Jonas Poher Rasmussen: A Danish/French film director born in 1981. He debuted in 2006 with the acclaimed TV documentary Something About Halfdan, followed by a series of radio documentaries from around the world. He graduated from the Danish film school Super16 in 2010. His feature film debut Searching for Bill, a mix of documentary and fiction, won him the Nordic Dox award at CPH:DOX, and the international competition prize at DocAviv. In November 2015 he premiered his documentary What He Did, which won the prestigious Fipresci (Int. Federation of Film Critics) at Thessaloniki Film Fest. 2016. His new film FLEE, an animated documentary about a close friend, was officially selected for Cannes 2020, won the Grand Jury Prize at Sundance, the best doc prize at Gothenburg and the Cristal award at Annecy among others.

Mariam Ghani: Mariam is the daughter of Afghanistan’s now exiled President Ashraf Ghani. She is known for projects that engage with places, ideas, issues and institutions over long periods of time, often as part of long-term collaborations.
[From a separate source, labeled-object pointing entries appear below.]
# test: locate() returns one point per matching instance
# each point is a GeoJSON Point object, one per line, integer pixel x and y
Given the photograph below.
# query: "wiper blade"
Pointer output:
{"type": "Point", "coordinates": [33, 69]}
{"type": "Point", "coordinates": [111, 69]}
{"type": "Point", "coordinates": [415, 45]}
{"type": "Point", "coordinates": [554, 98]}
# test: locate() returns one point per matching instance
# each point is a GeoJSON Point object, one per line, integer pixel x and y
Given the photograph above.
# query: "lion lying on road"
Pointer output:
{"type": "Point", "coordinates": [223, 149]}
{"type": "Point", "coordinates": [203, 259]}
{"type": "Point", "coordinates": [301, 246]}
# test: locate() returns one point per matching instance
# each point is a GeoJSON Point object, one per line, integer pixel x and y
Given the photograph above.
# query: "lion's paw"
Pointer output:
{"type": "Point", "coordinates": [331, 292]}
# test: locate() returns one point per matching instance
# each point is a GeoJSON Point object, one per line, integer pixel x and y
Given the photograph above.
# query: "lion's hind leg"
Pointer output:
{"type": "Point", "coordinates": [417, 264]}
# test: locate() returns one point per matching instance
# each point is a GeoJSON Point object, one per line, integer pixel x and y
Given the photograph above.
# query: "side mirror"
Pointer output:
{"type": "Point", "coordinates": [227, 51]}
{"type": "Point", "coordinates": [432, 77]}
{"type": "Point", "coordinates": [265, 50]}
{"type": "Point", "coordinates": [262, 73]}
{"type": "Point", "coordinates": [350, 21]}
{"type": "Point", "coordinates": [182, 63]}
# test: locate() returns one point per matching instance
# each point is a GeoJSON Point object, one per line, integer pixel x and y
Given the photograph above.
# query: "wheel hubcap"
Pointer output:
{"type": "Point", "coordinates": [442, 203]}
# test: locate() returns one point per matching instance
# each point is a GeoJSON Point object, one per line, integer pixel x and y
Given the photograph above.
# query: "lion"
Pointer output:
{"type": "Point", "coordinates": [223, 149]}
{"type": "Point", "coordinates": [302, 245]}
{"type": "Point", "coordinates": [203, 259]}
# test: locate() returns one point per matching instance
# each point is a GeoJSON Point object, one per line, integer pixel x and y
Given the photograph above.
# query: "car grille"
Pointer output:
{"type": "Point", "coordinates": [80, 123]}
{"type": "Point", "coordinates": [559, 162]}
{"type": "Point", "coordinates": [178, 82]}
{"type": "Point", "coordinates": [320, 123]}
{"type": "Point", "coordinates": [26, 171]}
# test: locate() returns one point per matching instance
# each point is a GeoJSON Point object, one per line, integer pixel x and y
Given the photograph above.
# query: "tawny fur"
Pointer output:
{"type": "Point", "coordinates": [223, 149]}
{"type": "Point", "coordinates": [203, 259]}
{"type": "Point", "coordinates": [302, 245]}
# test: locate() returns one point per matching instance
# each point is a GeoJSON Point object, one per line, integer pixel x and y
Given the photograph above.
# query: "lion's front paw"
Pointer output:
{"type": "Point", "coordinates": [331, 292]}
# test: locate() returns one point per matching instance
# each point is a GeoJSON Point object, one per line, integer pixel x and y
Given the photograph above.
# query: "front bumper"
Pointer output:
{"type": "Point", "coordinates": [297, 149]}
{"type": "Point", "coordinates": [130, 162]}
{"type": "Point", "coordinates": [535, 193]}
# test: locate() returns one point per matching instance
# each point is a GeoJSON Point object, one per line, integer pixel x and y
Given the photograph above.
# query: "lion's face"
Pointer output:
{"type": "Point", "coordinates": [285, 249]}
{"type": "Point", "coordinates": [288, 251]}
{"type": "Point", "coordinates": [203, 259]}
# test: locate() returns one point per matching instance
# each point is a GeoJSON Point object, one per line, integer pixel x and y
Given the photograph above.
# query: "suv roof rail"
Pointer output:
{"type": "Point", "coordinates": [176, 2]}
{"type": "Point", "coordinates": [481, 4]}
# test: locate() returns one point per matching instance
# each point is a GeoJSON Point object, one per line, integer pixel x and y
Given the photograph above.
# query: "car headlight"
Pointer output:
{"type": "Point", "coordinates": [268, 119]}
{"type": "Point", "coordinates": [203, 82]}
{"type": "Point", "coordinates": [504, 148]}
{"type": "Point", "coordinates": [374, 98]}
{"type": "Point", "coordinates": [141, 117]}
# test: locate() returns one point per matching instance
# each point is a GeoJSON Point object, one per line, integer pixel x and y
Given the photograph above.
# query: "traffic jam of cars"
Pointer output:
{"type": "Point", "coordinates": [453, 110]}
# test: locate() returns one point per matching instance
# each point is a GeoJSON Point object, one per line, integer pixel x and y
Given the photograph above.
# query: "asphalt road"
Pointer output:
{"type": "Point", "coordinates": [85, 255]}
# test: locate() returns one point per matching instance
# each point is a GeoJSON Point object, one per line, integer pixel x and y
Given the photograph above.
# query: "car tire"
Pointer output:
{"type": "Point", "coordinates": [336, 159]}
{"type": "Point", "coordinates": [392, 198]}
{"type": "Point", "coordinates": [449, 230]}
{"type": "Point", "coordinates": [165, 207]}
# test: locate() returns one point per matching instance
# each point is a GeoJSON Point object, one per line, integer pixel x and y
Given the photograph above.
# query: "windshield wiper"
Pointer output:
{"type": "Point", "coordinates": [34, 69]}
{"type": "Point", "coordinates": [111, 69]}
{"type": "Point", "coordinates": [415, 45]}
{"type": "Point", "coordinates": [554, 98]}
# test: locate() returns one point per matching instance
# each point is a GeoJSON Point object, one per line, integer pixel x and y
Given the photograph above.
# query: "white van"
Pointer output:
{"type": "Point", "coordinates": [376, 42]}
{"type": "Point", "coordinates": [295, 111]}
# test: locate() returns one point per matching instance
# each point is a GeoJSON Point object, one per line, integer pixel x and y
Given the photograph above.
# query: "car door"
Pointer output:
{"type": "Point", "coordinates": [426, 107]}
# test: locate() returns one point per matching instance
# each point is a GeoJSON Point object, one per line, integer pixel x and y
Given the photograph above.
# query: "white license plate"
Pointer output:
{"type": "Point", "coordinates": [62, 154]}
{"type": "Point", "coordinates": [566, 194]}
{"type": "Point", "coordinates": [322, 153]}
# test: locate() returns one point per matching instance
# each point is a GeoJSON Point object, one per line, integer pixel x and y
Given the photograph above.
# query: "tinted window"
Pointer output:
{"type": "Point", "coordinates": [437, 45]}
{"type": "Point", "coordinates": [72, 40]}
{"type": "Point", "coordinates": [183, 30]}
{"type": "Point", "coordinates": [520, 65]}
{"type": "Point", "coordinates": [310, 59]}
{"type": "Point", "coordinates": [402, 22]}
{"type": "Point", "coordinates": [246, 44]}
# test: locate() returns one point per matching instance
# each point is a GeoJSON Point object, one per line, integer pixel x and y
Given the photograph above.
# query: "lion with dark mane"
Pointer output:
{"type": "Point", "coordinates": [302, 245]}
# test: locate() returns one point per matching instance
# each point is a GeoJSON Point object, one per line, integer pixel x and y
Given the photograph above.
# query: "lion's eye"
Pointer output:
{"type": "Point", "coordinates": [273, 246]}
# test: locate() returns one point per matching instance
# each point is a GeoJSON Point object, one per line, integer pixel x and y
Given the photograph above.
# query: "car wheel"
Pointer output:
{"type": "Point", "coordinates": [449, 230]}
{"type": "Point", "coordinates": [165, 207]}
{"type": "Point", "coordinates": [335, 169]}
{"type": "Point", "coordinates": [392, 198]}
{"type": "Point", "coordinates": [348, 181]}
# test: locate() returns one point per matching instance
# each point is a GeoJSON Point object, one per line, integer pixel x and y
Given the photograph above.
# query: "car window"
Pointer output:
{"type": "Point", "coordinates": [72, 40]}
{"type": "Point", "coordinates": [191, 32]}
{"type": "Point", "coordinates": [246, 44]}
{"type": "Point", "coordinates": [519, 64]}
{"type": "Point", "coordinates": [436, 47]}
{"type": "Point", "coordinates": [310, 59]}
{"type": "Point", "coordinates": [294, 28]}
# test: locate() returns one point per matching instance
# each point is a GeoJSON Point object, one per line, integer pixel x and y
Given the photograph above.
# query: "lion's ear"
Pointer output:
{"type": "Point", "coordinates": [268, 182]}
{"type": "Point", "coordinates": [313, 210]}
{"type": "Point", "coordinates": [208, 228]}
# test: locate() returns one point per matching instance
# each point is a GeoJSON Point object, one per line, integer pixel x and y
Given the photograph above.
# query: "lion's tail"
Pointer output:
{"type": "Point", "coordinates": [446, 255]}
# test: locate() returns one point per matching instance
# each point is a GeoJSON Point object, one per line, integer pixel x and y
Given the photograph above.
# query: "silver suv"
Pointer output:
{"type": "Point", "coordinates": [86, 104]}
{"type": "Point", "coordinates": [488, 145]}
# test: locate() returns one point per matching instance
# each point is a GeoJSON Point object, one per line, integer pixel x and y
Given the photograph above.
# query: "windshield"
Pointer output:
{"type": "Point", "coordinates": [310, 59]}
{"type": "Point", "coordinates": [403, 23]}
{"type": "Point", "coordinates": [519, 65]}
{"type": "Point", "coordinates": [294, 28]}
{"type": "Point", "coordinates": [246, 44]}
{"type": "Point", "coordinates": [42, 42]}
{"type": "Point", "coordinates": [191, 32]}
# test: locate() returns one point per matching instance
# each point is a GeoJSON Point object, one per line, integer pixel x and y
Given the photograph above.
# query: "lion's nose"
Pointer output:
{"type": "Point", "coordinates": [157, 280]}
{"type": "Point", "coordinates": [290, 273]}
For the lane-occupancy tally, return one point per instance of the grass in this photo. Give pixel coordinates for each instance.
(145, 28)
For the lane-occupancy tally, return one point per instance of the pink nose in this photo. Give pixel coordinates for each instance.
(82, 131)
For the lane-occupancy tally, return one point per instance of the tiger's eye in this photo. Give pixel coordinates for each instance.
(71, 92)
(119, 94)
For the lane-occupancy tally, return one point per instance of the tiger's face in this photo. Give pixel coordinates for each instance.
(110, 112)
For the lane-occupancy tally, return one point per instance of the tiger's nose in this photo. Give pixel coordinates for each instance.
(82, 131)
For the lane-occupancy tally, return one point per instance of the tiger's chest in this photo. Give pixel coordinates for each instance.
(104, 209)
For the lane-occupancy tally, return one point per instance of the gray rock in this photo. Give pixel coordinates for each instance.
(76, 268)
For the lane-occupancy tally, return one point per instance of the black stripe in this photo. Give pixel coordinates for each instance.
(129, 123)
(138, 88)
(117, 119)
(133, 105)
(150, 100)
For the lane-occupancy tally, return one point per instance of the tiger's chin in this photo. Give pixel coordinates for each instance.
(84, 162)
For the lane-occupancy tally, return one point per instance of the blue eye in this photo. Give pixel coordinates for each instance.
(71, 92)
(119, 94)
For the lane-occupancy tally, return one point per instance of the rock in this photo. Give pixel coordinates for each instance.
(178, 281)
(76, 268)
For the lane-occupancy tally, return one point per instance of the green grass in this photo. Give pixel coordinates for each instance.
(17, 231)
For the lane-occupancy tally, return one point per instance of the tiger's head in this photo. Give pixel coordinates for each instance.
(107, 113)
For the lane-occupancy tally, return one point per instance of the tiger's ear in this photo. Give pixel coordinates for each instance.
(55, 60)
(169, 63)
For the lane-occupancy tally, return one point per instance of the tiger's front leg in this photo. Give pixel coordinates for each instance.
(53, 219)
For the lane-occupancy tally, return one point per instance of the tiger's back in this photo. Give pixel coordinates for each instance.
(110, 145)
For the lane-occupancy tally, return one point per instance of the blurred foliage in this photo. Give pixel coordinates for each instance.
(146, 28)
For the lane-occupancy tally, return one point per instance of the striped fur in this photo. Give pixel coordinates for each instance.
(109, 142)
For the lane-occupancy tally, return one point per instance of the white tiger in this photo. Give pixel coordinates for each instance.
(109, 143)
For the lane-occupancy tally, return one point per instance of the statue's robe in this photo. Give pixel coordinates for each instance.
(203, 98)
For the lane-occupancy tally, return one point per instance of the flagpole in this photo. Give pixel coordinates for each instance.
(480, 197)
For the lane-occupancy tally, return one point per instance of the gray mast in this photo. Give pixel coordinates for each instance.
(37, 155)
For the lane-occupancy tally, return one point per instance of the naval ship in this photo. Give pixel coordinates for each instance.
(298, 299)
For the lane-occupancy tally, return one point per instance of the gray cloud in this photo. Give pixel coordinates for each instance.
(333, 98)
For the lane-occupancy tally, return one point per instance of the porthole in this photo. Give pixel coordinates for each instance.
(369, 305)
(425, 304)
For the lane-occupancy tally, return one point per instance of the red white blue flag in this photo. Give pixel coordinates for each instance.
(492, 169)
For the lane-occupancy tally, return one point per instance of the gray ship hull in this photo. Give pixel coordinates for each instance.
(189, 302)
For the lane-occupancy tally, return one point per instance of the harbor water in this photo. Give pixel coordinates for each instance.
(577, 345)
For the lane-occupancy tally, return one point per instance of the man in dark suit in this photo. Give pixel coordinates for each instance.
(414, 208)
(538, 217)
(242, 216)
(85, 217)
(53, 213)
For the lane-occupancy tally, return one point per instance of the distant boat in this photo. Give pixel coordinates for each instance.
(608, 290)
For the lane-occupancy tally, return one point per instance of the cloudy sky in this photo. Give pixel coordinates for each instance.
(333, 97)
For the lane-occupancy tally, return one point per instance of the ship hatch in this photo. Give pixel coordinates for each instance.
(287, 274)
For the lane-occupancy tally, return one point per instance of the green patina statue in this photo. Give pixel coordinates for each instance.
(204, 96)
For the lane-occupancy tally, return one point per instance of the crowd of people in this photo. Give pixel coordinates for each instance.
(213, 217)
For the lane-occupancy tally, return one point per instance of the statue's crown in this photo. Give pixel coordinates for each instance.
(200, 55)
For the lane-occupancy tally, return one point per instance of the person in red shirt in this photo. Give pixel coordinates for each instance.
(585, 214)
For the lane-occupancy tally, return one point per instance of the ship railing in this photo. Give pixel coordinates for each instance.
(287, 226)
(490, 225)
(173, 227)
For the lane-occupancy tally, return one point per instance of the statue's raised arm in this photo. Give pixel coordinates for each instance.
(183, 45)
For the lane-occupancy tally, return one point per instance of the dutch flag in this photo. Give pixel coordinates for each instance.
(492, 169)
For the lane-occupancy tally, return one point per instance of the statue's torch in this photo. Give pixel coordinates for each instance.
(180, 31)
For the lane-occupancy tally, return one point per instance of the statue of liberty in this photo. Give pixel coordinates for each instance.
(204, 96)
These include: critical, curatorial, conservation and creative work with the national film archive Afghan Films, since 2012, with support from the media archiving collective Pad.ma and a number of international art institutions; the video and performance series Performed Places, ongoing since 2006, in collaboration with choreographer Erin Ellen Kelly and composer Qasim Naqvi; and the experimental archive and discussion platform Index of the Disappeared, initiated with artist Chitra Ganesh in 2004, which has also become a vehicle for collaborations with other activists, archivists, artists, journalists, lawyers and scholars. Ghani's films have been screened at the Berlinale, Rotterdam, and her work has also been exhibited and screened at the Guggenheim, MoMA, Met Breuer and Queens Museum in New York, and the National Gallery in Washington, D.C. 

Introductions by Safwan M. Masri, Executive Vice President for Global Centers and Global Engagement and Dr. Shannon Marquez, Dean of Global Engagement and Director of the Columbia University Center of Undergraduate Engagement (UGE).